Jean Guehenno

Hommage à un Lakanalien d'adoption

 

 

 

 

 

 

Combien d'entre nous, les anciens Lakanaliens, ont connu Jean Guehenno ? Homme de lettres, journaliste hors du commun, au sens noble du mot, (celui des siècles précédents), professeur spécialisé dans l'enseignement du français dans les classes de khâgne. Inspecteur Général de l'Instruction Publique, Académicien, Jean Guehenno bénéficie dans le cadre de notre vieux lycée d'une large auréole.

Récemment, au cœur du lycée Lakanal, et en présence de Mme Jean Guehenno et de son fils, a été célébré le centenaire de sa naissance. Professeur de première supérieure à Lakanal dans les années trente il le fut ensuite à Henri IV et à Louis-le-Grand jusqu'en 1943, année où il fut "sanctionné" par l'occupant allemand avec lequel il ne "cohabitait" pas. Il n'était pas ancien élève de notre lycée, mais c'était un ami de Lakanal. Il a participé maintes fois à des réunions d'anciens; la dernière fois ce fut peu de temps avant qu'il disparût, aux côtés du grand Maurice Genevoix. Tous deux, de personnalités très différentes, avaient été combattants de la Grande guerre.

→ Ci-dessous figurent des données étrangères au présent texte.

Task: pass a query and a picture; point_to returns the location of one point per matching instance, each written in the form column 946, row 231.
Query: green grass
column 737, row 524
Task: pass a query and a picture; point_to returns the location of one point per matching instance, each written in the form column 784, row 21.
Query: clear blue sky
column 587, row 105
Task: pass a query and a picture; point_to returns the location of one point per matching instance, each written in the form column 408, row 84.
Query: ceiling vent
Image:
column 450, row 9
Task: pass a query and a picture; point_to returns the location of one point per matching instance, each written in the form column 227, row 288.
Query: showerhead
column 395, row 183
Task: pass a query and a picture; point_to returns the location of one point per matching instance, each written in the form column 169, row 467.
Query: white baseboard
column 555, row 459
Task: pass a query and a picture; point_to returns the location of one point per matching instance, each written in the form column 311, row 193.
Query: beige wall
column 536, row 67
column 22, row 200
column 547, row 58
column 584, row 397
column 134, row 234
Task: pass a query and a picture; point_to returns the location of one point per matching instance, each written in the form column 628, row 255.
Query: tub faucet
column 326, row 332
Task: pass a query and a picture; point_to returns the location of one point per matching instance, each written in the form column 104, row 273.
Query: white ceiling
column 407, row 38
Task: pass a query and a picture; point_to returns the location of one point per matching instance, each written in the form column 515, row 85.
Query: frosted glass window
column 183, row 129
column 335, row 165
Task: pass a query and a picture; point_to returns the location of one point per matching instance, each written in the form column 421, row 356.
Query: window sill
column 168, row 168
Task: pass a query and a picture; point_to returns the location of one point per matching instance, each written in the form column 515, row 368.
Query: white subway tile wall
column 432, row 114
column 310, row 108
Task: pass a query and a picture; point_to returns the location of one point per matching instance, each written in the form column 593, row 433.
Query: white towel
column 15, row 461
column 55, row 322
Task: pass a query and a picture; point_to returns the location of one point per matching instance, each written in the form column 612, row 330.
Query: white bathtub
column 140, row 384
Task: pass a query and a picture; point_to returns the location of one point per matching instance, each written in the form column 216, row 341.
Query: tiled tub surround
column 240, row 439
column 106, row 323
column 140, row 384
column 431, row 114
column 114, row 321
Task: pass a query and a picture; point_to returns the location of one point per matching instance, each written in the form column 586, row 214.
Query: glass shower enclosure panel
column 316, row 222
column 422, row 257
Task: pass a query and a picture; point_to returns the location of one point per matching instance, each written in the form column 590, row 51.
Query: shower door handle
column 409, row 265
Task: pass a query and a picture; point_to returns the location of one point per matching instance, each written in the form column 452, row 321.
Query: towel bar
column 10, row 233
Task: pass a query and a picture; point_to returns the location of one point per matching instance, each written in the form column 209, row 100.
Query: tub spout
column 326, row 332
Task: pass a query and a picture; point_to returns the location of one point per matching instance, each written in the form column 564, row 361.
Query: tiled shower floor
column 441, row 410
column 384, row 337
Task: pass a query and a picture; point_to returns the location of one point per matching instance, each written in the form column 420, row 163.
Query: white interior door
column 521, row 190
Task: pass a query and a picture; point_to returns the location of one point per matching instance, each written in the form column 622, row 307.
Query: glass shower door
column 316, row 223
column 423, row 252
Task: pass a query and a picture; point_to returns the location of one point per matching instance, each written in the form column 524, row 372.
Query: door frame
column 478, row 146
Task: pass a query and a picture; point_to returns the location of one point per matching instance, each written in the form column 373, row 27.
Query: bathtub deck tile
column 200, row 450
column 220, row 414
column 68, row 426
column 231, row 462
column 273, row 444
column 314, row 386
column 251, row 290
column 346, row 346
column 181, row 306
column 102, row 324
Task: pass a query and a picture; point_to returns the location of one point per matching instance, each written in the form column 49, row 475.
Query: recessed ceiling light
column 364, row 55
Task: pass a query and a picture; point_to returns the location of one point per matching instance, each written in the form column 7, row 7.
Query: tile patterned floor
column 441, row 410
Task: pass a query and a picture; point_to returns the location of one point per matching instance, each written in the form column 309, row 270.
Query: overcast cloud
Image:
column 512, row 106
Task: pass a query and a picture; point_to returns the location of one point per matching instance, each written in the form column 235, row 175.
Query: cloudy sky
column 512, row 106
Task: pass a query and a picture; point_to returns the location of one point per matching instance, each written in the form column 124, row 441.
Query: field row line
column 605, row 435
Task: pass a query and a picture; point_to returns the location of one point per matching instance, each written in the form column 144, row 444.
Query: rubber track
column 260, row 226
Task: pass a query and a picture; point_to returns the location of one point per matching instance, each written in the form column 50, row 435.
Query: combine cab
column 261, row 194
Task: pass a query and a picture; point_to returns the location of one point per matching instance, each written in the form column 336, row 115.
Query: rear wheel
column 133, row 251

De mon côté, j'ai eu le privilège de connaître Jean Guehenno sous presque tous les aspects de sa vie publique. Homme toujours passionné, il ne pouvait que soulever les passions, et ceci dans les domaines les plus divers. Il critiquait fort les philosophes, ceux que j'appellerais les professionnels de la philosophie. "Ah! disait-il du haut de sa chaire, faisant l'éloge à la fois de Jules Valès, de Charles-Louis Philippe et de Jean Jaurès, ah ! messieurs, ceux-là, ils n'étaient pas Jaspersiens, et encore moins Kirkegardiens!..." En revanche il se situait résolument dans la ligne des "Philosophes du XVIIIe siècle" qui sont des penseurs, parfois des démolisseurs, plus que des bâtisseurs de théories et de systèmes.

Jean Guehenno vouait un culte à la fois à Voltaire, à Diderot et à Jean-Jacques Rousseau, qu'il honora d'un beau livre. Rappelons-nous que si Rousseau fut inlassablement poursuivi par ses persécuteurs, ceux-ci s'appelaient Voltaire, Diderot et Grimm. Contradiction seulement apparente, car notre professeur et académicien prenait en chacun ce qui lui convenait: chez Voltaire, il trouvait la revendication pour la tolérance et la liberté de la presse; chez Diderot, l'athéisme et le scientisme; chez Rousseau, le culte de l'Individu et une certaine candeur naïve, presque de la gentillesse.

Jean Guehenno aimait une certaine gentillesse, dépourvue d'une certaine mièvrerie. C'est ainsi qu'ayant eu le privilège, au début du mois de décembre 1962 de suivre son discours de réception à l'Académie Française, j'entendis ces mots: "mais surtout, ce que j'aimais en Emile Henriot, c'était sa gentillesse".

Pour mieux honorer celui dont il allait occuper le fauteuil, il développa largement ce thème de la gentillesse. Certains critiques ont rattaché Jean Guehenno à la tradition ouvriériste, lui attribuant cette radicale formule: "Chapeau bas devant la casquette, à genoux devant l'ouvrier." Certes... mais combien cette déclaration révolutionnaire des républicains de 1848 mérite d'être contrebalancée par cette véritable profession de foi qui a l'audace de fouiller la vérité dans sa profondeur: "II n'y a pas de plus grand devoir que de reconnaître les esprits, et pas de plus grand crime que de refuser la culture à un jeune. Il faut porter une conscience aussi loin qu'elle doit être portée, ça sert à ça un prof: à prendre la mesure des esprits. Alors j'ai passé mon existence dans la certitude qu'une âme vaut toujours une autre âme, mais aussi qu'un esprit ne vaut pas toujours un autre esprit: je suis certain de l'inégalité des esprits. Si le système de l'enseignement baigne aujourd'hui dans l'absurde, c'est que par démagogie on n'a pas voulu reconnaître cette fatale inégalité. La démocratie, c'est autant la reconnaissance d'une élite que la proclamation d'une égalité des chances".

De mon côté j'insisterai aussi sur l'actualité de Jean Guehenno illustrateur et défenseur de la langue française. Il dénonçait, il y a quelques décennies, avec quelle clairvoyance! les débuts d'un mal qui aujourd'hui s'est amplifié: la vénération de l'absurde. C'est pourquoi, en cette année du centenaire de sa naissance, Jean Guehenno continue à vivre parmi nous par l'esprit.